Foliage surface ozone deposition:: a role for surface moisture?

This paper addresses the potential role of surface wetness in ozone deposition to plant foliage. We studied Scots pine foliage in field conditions at the SMEARII field measurement station in Finland. We used a combination of data from flux measurement at the shoot ( enclosure) and canopy scale (eddy covariance), information from foliage surface wetness sensors, and a broad array of ancillary measurements such as radiation, precipitation, temperature, and relative humidity. Environmental conditions were defined as moist during rain or high relative humidity and during the subsequent twelve hours from such events, circumstances that were frequent at this boreal site. From the measured fluxes we estimated the ozone conductance using it as the expression of the strength of ozone removal surface sink or total deposition. Further, we estimated the stomatal contribution and the remaining deposition was interpreted and analysed as the non-stomatal sink. The combined time series of measurements showed that both shoot and canopy-scale ozone total deposition were enhanced when moist conditions occurred. On average, the estimated stomatal deposition accounted for half of the measured removal at the shoot scale and one third at the canopy scale. However, during dry conditions the estimated stomatal uptake predicted the behaviour of the measured deposition, but during moist conditions there was disagreement.
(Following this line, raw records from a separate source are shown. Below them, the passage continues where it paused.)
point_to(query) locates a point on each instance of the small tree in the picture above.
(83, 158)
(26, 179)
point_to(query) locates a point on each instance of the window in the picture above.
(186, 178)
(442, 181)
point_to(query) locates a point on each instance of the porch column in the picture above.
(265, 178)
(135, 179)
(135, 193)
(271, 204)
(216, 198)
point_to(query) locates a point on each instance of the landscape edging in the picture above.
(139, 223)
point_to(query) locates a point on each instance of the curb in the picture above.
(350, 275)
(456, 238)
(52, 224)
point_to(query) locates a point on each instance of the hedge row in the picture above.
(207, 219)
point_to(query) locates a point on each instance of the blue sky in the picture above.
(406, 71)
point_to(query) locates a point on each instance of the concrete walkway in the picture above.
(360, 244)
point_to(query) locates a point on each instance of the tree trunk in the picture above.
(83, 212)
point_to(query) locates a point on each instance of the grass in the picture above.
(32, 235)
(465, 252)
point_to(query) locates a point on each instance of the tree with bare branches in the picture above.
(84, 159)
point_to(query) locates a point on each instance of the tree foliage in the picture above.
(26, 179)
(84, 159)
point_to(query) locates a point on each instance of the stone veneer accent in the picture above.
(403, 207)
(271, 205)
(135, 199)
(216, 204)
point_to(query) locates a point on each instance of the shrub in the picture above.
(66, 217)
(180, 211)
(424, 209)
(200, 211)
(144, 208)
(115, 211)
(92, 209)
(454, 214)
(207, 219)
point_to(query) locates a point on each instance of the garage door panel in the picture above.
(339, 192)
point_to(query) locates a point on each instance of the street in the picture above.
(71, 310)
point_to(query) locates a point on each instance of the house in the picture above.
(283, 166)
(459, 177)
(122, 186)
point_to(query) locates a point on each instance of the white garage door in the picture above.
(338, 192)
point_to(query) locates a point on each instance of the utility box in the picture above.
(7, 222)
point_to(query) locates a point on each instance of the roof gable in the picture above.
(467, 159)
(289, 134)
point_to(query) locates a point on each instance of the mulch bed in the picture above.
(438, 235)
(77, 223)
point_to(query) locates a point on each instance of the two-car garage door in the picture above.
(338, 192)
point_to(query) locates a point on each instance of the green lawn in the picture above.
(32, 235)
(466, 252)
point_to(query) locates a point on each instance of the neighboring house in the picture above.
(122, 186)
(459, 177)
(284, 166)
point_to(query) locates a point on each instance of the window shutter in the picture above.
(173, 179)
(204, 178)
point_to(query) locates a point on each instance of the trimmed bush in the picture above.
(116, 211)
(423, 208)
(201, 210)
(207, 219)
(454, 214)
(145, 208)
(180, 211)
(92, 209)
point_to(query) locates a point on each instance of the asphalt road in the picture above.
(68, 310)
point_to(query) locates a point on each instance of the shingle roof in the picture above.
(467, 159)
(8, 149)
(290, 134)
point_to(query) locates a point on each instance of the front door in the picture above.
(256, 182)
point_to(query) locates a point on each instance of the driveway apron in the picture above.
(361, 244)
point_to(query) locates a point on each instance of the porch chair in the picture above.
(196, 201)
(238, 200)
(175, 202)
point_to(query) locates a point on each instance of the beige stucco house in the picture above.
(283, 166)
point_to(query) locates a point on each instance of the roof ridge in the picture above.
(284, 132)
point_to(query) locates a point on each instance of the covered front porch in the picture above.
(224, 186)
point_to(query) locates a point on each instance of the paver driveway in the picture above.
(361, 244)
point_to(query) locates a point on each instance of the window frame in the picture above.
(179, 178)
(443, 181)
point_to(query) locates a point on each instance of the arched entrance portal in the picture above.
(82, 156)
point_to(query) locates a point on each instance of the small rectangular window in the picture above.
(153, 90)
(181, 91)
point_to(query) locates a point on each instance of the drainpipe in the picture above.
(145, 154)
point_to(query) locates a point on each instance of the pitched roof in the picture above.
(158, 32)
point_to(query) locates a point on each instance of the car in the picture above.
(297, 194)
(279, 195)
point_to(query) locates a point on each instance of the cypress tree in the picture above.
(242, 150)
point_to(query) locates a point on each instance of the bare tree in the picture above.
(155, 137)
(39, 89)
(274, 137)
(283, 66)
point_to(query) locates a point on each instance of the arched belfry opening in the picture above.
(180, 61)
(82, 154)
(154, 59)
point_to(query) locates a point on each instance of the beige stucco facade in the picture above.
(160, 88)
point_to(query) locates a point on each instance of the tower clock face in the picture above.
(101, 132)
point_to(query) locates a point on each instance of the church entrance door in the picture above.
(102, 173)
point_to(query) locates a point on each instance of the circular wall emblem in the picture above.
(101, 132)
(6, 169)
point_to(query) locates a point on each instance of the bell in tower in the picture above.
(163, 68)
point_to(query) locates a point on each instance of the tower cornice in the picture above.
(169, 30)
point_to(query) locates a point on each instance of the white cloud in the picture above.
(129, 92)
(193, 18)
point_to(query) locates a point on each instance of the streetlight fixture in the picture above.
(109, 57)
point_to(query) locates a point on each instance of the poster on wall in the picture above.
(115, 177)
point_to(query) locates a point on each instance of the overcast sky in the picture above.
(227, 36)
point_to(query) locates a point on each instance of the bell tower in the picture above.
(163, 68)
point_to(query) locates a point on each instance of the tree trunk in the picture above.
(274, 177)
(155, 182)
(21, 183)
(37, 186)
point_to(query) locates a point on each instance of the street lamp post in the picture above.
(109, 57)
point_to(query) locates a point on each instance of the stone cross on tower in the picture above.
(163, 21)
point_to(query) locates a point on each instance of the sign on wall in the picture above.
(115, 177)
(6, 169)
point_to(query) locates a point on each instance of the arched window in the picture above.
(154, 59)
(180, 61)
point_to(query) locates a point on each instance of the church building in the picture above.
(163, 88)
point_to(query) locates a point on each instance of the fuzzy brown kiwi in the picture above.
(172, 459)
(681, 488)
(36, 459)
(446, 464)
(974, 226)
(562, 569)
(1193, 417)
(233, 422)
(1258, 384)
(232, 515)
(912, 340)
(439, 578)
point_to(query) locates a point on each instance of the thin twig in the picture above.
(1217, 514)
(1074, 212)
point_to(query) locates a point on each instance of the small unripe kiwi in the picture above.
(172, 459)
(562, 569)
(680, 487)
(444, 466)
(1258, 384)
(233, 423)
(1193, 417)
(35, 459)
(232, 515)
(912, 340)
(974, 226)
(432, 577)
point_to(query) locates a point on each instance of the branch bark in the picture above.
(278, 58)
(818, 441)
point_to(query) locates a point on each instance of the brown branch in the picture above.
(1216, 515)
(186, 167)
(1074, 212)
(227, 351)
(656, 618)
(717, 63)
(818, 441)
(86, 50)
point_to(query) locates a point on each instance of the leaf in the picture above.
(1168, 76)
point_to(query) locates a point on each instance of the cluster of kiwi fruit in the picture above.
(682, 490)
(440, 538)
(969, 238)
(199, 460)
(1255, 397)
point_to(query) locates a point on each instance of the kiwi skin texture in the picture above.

The estimated non-stomatal sink was analysed against several environmental factors and the clearest connection was found with ambient relative humidity. The relationship disappeared under 70% relative humidity, a threshold that coincides with the value at which surface moisture gathers at the foliage surface according to the leaf surface wetness measurements. This suggests the non-stomatal ozone sink on the foliage to be modulated by the surface films. We attempted to extract such potential modulation with the estimated film formation via the theoretical expression of adsorption. Whereas this procedure could predict the behaviour of the non-stomatal sink, it implied a chemical sink that was not accountable as simple ozone decomposition. We discuss the existence of other mechanisms whose relevance in the removal of ozone needs to be clarified, in particular: a significant nocturnal stomatal aperture neglected in the estimations, and a potentially large chemical sink offered by reactive biogenic organic volatile compounds.